If a bank, insurance company, broker or other financial institution does international business, it should carefully examine new regulations that came into effect on August 16, 2010. These regulations, the Iranian Financial Sanctions Regulations (IFSR), 31 C.F.R. Part 561, implement Section 104 of the Comprehensive Iran Sanctions, Accountability, and Divestment Act of 2010, which President Obama signed into law on July 1. See http://www.treas.gov/offices/enforcement/ofac/legal/regs/fr75_49836.pdf.
The IFSR are designed to choke off financial support for Iran, and particularly its nuclear ambitions.
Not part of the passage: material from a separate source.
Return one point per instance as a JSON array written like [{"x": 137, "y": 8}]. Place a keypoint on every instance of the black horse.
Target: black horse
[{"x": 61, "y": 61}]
The regulations operate either by restricting or outright banning U.S. financial institutions from maintaining correspondent accounts or "payable-through accounts" for foreign financial firms that do business with designated Iranian banks, organizations and individuals. Seeking an extraterritorial impact, the U.S. government hopes that non-U.S. firms will value their access to the U.S. financial system and discontinue targeted types of Iran-related business. On August 17, OFAC updated its SDN list with names and identifiers for 49 persons (individuals and entities) meeting the IFSR criteria. See http://www.treas.gov/offices/enforcement/ofac/actions/20100816.shtml. U.S. financial institutions should begin screening for these entities immediately.
While IFSR are final rules, OFAC has encouraged the submission of comments. Comments are due on October 15, 2010.